= EyeWriter =

Assistive technology for creating art

The EyeWriter is a low-cost eye tracking system originally designed for paralyzed graffiti artist Tempt1. The EyeWriter system uses inexpensive cameras and open-source computer vision software to track the wearer's eye movements.

EyeWriter was conceived by Mick Ebeling and developed at Ebeling's home in Venice Beach by artists and engineers from the Free Art & Technology Lab, Graffiti Research Lab and OpenFrameworks teams, including Zachary Lieberman, Evan Roth, James Powderly, Theo Watson and Chris Sugrue.

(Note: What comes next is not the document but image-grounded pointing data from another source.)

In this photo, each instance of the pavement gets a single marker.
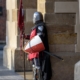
(5, 73)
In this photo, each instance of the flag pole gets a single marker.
(24, 62)
(21, 27)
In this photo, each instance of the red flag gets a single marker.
(21, 17)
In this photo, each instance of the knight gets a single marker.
(40, 60)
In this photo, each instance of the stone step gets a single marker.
(28, 75)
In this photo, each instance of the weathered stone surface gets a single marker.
(14, 14)
(8, 15)
(64, 70)
(28, 26)
(41, 7)
(28, 4)
(62, 38)
(49, 7)
(55, 28)
(60, 19)
(19, 61)
(62, 48)
(77, 71)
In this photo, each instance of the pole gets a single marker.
(24, 62)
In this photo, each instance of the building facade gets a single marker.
(63, 25)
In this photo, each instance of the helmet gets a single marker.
(37, 16)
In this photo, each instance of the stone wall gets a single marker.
(60, 25)
(61, 16)
(3, 20)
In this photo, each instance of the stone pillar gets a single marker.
(61, 26)
(11, 52)
(11, 34)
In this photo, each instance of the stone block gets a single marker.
(62, 38)
(60, 19)
(64, 70)
(49, 7)
(77, 71)
(14, 14)
(28, 26)
(41, 7)
(29, 14)
(7, 17)
(28, 4)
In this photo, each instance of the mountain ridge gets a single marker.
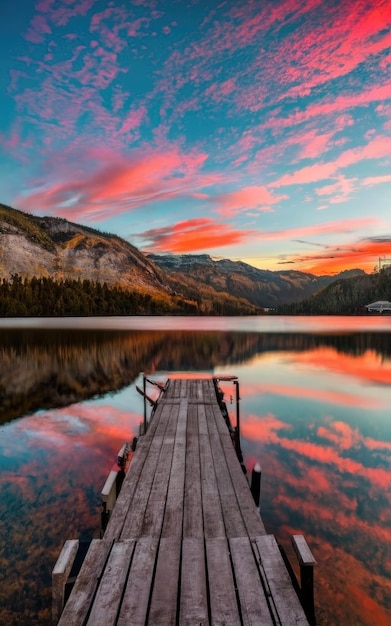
(55, 248)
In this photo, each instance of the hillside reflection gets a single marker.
(54, 368)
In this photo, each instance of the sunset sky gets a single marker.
(257, 130)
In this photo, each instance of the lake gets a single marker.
(315, 398)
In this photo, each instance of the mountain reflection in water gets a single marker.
(314, 412)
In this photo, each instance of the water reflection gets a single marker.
(52, 368)
(315, 413)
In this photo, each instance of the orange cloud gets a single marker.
(119, 183)
(320, 395)
(192, 235)
(367, 367)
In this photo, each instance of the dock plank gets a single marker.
(193, 594)
(109, 594)
(185, 544)
(253, 604)
(223, 604)
(278, 582)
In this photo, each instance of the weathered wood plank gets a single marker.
(233, 521)
(78, 605)
(158, 462)
(125, 498)
(250, 513)
(109, 594)
(193, 592)
(191, 546)
(223, 604)
(211, 507)
(278, 582)
(192, 514)
(163, 607)
(173, 514)
(60, 576)
(253, 605)
(135, 602)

The project has been recognized with numerous awards including being honored by Time as one of the Top 50 inventions of 2010, the 2010 Prix Ars Electronica, the 2010 FutureEverything Award and featured on NPR and TED.

EyeWriter was featured in 2009 at the CREAM International Festival for Arts & Media in Yokohama. Tempt1 was also featured in 2009 projected on Kyoto City Hall. EyeWriter was part of the Talk to Me exhibit at MoMA on display from July 24 until November 7, 2011.

== Funding ==
The first phase of the project was funded by the Ebeling Group resulting in Tempt1 being able to successfully draw for the first time in seven years using only his eyes. Upon completion of phase one, the development team initiated phase two and received almost $18,000 as a Kickstarter project, which surpassed its $15,000 goal. It also received funding support from the Ebeling Group and from Parsons School of Design.

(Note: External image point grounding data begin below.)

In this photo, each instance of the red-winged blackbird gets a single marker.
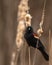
(32, 40)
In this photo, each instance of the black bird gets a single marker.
(34, 41)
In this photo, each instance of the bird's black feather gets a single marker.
(32, 41)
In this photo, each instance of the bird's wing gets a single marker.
(35, 35)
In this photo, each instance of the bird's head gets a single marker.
(29, 29)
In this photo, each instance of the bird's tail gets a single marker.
(45, 55)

==Software and development==
The EyeWriter software consist of eye-tracking software, and a drawing software that allows a user to draw with the movement of their eye. The source code for the EyeWriter software is an open source code with an Artistic/GPL License. The software for both parts has been developed using openframeworks, a cross platform C++ library for creative development. Eyewriter 2.0 led to the development of Livewriter to be used in the 2010 Cinekid festival. In addition to Eyewriter's original parameters, a robot arm was integrated allowing the physical recording of visually created content.

PrintBall, a paintball shooting robot, was developed by Benjamin Gaulon in Dublin.